There are also short-term exemptions for people with short-term medical conditions. This could, for example, be used if you are pregnant and don’t have the vaccine.

This list is from the NHS England website. In Scotland, people under 18, participants in vaccine trials, people who can’t be vaccinated for medical reasons and those performing or working in the venues, are exempt.

There aren’t yet details of exemptions in Wales. We will update this story when we know more.

To find out all you need to know about the vaccine and who is eligible, visit our Covid-19 vaccine guide.

Accessing venues if you’re exempt from vaccination or testing

In England, the Government has withdrawn plans to make the Covid Pass mandatory for many venues, but some may still go ahead with using the NHS Pass or something similar, and a number already are.

It is also still part of the official plan B if Covid cases rise in winter. Scotland and Wales have still gone ahead with the scheme and it is now in place.

If you’re exempt from being vaccinated or tested for Covid-19 but still want access to events and venues in England that request NHS Covid Pass, then you’ll need to get proof of your medical exemption.

To do so, phone the NHS Covid Pass service on 119 to ask for an application form. You will need to give:

  • your name
  • your date of birth
  • your NHS number (if you know it)
  • the name of your GP and/or specialist clinician.

If you’re eligible to apply, you’ll get an application form by post. Once filled in, you’ll then need to return to the GP or clinician stated on the form.

You may be called for more details by the GP or clinician, but you don’t need to contact them or book an appointment. A carer can apply for a medical exemption on your behalf.

You’ll get the results automatically within two to three weeks. If your exemption is approved, you will be able to use the NHS Covid Pass. It won’t show that you are exempt, simply that you have the pass.
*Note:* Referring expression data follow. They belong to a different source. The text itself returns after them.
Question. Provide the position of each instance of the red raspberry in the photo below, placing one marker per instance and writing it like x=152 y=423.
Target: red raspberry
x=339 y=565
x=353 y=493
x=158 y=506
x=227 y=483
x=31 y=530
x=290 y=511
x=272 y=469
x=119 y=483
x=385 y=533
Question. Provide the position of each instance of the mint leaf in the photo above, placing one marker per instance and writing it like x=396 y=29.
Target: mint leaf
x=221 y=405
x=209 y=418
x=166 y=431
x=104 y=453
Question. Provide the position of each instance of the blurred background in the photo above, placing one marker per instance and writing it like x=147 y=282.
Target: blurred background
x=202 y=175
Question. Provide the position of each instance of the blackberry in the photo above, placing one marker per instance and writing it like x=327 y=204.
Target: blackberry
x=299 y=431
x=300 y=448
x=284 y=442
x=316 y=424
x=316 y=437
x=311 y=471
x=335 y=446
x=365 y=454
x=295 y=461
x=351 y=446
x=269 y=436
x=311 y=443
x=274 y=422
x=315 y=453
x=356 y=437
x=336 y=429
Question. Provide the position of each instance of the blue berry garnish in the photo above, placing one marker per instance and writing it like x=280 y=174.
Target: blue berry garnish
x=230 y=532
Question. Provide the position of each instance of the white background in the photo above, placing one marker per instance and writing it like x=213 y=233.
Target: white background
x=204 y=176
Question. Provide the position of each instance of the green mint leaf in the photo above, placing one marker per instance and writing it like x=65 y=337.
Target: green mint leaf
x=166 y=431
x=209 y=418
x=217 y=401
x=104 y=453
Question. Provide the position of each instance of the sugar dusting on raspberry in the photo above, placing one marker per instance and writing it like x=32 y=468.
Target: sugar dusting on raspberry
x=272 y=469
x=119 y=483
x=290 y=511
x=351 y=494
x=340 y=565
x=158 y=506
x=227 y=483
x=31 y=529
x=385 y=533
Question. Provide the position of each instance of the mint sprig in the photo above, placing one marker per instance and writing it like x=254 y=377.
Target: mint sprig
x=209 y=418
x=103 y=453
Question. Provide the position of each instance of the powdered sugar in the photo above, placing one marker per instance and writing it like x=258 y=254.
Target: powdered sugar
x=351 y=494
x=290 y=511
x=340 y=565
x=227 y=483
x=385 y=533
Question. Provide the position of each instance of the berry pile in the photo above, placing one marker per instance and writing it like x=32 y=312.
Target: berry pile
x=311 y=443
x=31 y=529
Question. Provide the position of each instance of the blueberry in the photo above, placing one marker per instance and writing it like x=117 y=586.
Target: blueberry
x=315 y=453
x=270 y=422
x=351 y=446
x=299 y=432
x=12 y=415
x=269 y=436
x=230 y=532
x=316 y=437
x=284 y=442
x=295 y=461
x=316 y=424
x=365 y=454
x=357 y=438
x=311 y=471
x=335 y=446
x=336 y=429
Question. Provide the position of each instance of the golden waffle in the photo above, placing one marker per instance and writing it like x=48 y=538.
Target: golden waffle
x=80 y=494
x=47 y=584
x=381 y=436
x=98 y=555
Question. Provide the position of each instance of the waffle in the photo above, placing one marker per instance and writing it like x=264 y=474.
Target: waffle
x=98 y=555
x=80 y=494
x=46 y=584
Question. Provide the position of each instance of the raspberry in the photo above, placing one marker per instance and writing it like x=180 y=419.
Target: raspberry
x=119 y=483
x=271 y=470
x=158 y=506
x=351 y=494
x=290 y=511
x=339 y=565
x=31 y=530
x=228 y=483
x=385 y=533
Until your approval is granted, you can self-declare as exempt. However, businesses and event organisers in England can decide whether or not to allow you to enter.
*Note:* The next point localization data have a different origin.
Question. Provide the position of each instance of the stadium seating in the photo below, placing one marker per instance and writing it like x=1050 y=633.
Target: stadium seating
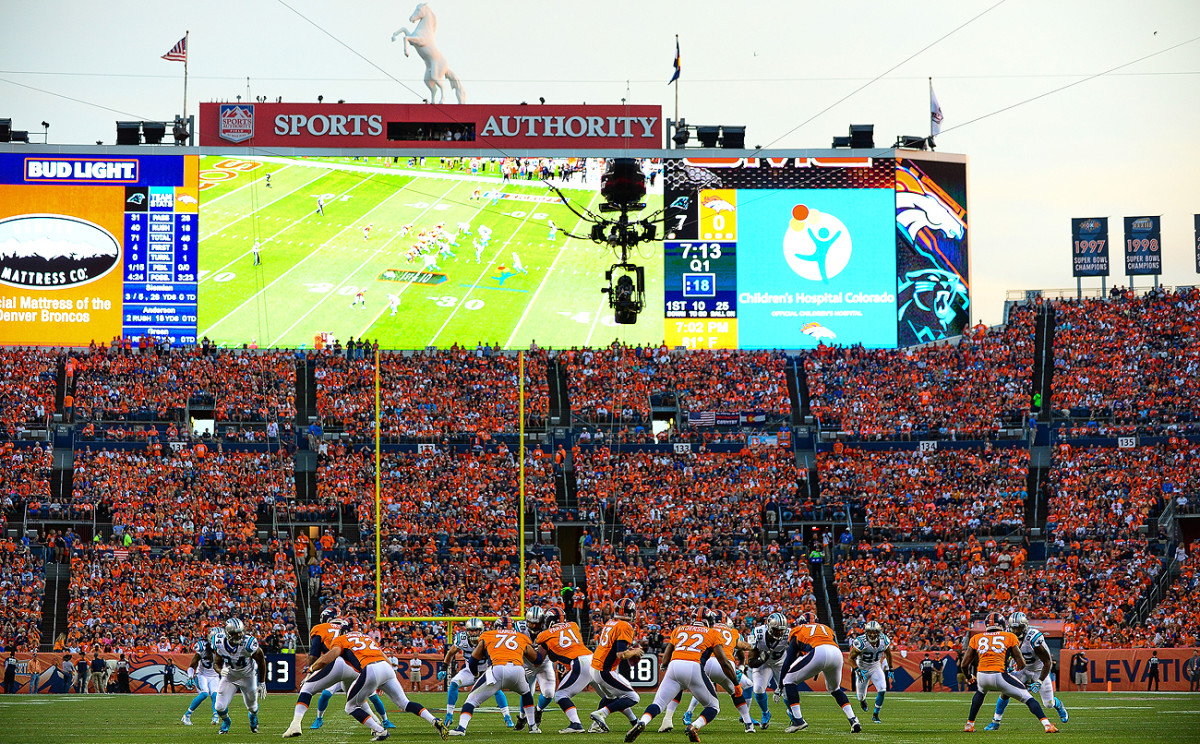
x=430 y=394
x=966 y=390
x=1133 y=359
x=942 y=495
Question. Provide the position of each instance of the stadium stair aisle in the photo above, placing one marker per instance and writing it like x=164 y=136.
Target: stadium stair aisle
x=54 y=603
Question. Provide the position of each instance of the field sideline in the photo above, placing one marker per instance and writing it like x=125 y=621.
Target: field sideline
x=909 y=719
x=313 y=264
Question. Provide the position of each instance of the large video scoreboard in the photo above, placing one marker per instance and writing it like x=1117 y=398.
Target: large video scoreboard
x=96 y=246
x=790 y=252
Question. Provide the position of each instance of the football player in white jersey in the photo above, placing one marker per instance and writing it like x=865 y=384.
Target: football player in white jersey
x=1036 y=675
x=204 y=677
x=766 y=660
x=243 y=667
x=867 y=654
x=465 y=642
This applies until mid-December 2021, after which time you will have to use the NHS Covid Pass.

Whilst you are waiting for your approval, you may want to use our Covid NHS Pass exemption card as a visual aid to show your self-declared exemption. But please be aware that it doesn’t guarantee entry.
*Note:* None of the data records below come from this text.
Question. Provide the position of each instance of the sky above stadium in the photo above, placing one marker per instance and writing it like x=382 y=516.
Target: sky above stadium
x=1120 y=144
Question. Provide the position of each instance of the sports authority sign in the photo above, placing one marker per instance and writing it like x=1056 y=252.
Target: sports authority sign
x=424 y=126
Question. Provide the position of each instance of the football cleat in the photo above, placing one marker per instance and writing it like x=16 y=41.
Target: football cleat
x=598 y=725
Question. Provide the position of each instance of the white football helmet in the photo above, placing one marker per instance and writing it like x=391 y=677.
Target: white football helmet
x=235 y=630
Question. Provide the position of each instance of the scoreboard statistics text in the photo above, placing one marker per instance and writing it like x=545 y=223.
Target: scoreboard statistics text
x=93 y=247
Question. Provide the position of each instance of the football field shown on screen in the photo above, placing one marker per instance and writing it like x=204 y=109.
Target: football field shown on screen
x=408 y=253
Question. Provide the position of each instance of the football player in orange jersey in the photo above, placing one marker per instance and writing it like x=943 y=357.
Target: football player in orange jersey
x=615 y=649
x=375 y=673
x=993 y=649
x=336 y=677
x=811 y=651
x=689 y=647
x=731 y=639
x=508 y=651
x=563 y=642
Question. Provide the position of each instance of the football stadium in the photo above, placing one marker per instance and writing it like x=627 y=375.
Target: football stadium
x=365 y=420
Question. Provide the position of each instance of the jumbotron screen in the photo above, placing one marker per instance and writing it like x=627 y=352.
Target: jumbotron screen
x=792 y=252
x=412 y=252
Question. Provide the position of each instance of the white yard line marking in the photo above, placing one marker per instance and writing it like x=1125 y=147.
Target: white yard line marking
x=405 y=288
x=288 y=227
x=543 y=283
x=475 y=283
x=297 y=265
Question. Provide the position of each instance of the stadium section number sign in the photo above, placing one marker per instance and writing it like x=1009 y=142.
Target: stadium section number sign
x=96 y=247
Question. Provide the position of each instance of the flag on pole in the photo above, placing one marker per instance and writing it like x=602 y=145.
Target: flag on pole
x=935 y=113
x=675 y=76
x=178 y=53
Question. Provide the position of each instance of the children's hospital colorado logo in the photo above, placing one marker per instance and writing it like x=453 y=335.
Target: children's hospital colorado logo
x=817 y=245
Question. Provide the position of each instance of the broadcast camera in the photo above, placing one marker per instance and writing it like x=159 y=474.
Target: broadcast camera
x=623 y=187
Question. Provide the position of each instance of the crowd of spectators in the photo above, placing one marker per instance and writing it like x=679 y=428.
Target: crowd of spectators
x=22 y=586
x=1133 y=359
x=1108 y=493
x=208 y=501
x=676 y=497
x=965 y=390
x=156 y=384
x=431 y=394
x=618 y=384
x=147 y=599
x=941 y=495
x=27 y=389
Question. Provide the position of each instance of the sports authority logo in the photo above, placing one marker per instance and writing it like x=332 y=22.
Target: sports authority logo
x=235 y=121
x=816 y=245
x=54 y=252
Scotland is waiting to release its full list of exemptions and is working on an exemption scheme that works “in a way that is compatible with the human rights of those who may be entitled to exemption.”

The Welsh Government hasn’t mentioned exemptions for its pass in its latest announcement or official guidance. We will be keeping an eye on what happens and update this story when we know more.

Mandatory vaccines and exemptions for care home staff

As of 11th November 2021, all care home staff working in a Care Quality Commission-registered home in England had to have had both vaccinations, unless they are medically exempt or exempt for other reasons.

All staff members need to have had their first vaccine by 16th September to allow time for the second. If you work in a care home and haven’t yet had a vaccine, speak to your employer as soon as possible.

You’ll need to use the same NHS Pass as with venues to prove you have had both. The same medical exemptions also apply and you can self-certify in the same way.

Care home residents and friends or relatives visiting residents don’t have to abide by this regulation. You can also be exempt if:

  • it is reasonably necessary for the person to provide emergency assistance in the care
  • it is reasonably necessary for the person to provide urgent maintenance assistance to
    the care home
  • the person is a member of the emergency services in execution of their duties
  • the person is visiting a resident who is dying (further detail below)
  • it is reasonably necessary for the person to provide comfort or support to a resident in
    relation to a resident’s bereavement following the death of a relative or friend
  • the person is under the age of 18.

You can find out more information on the Government website.